Recensione: Lamb Of God (Live in Richmond, VA)
I Lamb of God non hanno bisogno di presentazioni: con 9 album editi in 30 anni di attività, sono un punto di riferimento della scena metal statunitense ed internazionale. Inizialmente nati come Burn the Priest nel 1990, nel 2000 raggiungono la fama con “New American Gospel”, un album dal sound molto ruvido composto di influenze groove e death.
A vent’anni da questo primo successo, nel giugno 2020, la band pubblica l’omonimo “Lamb of God”, che a settembre è stato presentato in live streaming dai loro studi di Richmond. Le registrazioni sono ora incluse nella versione deluxe dell’opera, edita a marzo 2021: l’idea di presentarla con un’esibizione in streaming è stata un compromesso per portare ai fan un po’ di quell’energia tipica dei concerti che tanto ci manca.

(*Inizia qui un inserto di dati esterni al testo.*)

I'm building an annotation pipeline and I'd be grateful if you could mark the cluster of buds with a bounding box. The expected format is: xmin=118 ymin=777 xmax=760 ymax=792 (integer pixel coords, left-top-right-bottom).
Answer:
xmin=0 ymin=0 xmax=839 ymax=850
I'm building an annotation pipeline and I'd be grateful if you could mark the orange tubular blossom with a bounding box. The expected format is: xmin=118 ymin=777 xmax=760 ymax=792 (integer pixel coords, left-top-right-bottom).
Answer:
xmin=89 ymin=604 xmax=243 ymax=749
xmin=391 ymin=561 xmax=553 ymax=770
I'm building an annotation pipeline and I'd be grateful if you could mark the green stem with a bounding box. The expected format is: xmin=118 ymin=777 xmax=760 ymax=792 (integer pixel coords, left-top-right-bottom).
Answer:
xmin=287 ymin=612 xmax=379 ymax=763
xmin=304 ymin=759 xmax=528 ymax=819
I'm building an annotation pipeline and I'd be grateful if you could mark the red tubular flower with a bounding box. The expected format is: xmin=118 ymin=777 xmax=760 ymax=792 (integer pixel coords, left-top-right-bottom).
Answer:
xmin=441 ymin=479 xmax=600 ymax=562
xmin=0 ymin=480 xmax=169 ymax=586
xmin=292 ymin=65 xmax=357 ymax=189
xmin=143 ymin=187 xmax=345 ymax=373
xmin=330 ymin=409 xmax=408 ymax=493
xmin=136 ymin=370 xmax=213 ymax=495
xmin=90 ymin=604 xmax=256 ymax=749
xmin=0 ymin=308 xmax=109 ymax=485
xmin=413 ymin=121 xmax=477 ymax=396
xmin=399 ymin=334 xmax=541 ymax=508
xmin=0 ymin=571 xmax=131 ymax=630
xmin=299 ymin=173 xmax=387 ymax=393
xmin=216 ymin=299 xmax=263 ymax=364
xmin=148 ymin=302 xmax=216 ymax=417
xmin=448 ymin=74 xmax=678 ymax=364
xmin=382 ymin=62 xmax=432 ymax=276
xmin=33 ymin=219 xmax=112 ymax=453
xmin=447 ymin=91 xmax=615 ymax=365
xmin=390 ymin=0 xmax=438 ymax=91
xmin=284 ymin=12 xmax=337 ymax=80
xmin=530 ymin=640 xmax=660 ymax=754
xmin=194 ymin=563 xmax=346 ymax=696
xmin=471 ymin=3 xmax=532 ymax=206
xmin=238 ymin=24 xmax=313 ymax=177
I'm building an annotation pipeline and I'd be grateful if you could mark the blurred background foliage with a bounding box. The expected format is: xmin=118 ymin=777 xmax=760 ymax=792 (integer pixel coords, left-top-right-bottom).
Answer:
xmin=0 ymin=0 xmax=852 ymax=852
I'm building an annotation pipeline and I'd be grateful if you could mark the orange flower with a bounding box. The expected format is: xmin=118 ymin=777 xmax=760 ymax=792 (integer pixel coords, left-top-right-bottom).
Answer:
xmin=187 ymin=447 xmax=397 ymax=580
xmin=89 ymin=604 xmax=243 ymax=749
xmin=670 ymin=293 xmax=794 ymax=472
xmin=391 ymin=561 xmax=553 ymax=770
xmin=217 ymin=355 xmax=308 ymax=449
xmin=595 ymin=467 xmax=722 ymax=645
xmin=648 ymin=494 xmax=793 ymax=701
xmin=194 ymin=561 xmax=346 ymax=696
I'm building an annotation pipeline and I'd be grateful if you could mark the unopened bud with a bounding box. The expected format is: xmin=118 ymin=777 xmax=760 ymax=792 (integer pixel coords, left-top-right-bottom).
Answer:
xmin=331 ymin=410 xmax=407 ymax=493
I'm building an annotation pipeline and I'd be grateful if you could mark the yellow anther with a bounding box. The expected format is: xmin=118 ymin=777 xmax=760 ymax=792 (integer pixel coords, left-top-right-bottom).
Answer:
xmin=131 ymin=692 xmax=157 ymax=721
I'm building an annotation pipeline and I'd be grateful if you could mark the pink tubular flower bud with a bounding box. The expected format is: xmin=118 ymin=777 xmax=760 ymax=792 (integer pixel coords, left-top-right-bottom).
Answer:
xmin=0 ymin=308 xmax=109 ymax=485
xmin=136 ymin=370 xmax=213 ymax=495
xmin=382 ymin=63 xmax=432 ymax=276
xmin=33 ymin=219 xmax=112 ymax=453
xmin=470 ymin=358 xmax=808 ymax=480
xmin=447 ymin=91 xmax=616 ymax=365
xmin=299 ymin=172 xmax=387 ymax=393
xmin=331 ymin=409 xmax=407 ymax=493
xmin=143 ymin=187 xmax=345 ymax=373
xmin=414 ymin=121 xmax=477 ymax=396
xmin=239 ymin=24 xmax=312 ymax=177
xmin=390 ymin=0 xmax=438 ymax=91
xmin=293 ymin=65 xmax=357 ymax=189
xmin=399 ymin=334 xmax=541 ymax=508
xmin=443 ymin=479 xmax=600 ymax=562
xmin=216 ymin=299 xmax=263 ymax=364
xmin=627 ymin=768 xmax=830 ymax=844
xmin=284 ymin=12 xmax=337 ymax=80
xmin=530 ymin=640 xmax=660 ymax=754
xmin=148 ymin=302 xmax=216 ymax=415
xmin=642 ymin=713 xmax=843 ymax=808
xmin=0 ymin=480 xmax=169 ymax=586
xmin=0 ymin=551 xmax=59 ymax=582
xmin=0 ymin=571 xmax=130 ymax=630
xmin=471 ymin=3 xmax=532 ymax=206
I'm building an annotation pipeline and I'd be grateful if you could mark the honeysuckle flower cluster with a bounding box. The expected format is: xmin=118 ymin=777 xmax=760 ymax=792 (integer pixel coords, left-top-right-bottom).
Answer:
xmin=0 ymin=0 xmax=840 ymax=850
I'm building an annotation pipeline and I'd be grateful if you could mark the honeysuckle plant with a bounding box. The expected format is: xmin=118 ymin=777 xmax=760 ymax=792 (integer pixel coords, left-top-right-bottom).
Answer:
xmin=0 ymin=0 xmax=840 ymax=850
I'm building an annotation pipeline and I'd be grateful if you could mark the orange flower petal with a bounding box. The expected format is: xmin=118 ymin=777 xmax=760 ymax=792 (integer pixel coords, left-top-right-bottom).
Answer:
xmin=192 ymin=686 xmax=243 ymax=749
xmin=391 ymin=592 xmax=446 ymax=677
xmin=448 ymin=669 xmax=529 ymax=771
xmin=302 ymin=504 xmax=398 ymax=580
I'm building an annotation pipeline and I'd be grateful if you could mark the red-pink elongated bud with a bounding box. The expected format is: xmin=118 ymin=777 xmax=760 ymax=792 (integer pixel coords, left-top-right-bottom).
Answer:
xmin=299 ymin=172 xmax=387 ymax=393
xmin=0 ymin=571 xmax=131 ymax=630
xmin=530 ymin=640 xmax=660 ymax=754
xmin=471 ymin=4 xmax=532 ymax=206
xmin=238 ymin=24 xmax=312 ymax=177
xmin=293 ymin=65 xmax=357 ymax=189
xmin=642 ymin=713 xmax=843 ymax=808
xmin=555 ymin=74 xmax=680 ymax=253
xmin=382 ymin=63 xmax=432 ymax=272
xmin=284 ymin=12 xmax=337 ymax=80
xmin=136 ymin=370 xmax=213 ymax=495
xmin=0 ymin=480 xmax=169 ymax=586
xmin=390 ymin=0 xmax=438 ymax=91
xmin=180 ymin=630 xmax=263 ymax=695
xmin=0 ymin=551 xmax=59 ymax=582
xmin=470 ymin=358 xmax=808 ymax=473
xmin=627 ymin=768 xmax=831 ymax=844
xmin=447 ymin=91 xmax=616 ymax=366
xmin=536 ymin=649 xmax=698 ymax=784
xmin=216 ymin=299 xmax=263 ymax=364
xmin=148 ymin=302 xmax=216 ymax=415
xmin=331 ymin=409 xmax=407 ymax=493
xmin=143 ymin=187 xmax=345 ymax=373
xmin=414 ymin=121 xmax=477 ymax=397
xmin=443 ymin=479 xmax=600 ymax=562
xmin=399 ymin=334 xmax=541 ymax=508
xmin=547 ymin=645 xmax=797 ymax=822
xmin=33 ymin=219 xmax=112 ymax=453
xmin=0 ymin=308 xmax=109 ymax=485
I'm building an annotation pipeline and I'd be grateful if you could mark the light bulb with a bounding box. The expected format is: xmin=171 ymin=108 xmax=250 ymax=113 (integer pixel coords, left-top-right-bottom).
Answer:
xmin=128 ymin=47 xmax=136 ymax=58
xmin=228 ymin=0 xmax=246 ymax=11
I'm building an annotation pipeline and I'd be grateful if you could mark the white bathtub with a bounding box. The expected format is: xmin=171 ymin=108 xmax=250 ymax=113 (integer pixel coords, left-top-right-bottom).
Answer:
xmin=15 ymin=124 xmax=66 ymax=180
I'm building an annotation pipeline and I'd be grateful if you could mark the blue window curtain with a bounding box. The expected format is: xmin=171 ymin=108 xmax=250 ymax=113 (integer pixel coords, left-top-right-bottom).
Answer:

Nel corso degli anni lo stile della band si è evoluto ma senza perdere la forza e l’aggressività che lo caratterizzano. Oggi questo “Lamb of God” ci propone un sound che si allinea bene con quelli che sono gli standard attuali del death/metalcore. ‘Memento Mori’ è la prima traccia e anche uno dei singoli: un’intro dai toni cupi che in meno di due minuti esplode diretta, imperiosa, ma anche abbastanza orecchiabile. Un altro singolo sarà ‘Bloodshot Eyes’, un pezzo intenso, dall’approccio un po’ più mainstream rispetto al resto dell’album ma comunque molto godibile. Molto apprezzati, qui, i momenti in cui il growl e lo scream lasciano il posto ad un cantato lugubre che in qualche modo ricorda i Type 0 Negative. ‘Checkmate’ e ‘Gears’ si fondono in un unico flusso di energia, con chitarre e bassi a formare un compatto muro di suono. Le successive ‘Reality Bath’ e ‘New Colossal Hate’ sono entrambe canzoni arrabbiate, ma mentre la prima punta su velocità e una voce più improntata allo scream, la seconda gioca molto sui toni bassi del growl per dare una sensazione di oppressione totale.
Ma l’essenza della band viene finalmente rivelata in ‘Routes’: breve ma intensa, qui troviamo un metal più grezzo e tradizionale, che ci delizia con un bell’assolo verso il secondo minuto. Anche in ‘Contractor’ ritroviamo la ruvidezza caratteristica del groove più classico, anche se qui è temperata da oscillazioni nel ritmo, che alla fine del primo minuto rallenta per poi velocizzarsi di nuovo. L’album si chiude con ‘512’, anche questo un pezzo orecchiabile, caratterizzato da un riff di chitarra molto in voga nel “-core” e che abbiamo già sentito svariate volte nel corso di quest’opera; nonostante questo si tratta di un bel brano e di una degna conclusione.
Onestamente. Non c’è grande differenza tra le registrazioni live e quelle in studio, eccetto qualche parola introduttiva all’inizio dei brani (solo alcuni), ma niente di essenziale. Lo streaming poteva quindi rimanere un’esperienza visiva, il resto non aggiunge nulla alla fruizione dell’opera ed è solo materiale per i fan più devoti.
Dal punto di vista musicale, questo “Lamb Of God” conferma la band come un caposaldo del metal in termini di qualità. C’è da dire che alcuni schemi sono ormai abusati da tutti all’interno del genere (come, appunto, i riff in ‘512’) e a causa di questo alcuni momenti risultano un po’ noiosi. Nonostante qualche difetto però, la band si conferma coerente nello stile e nell’identità, e per questo speriamo che presto avremo anche la possibilità di rivederli in tour dal vivo.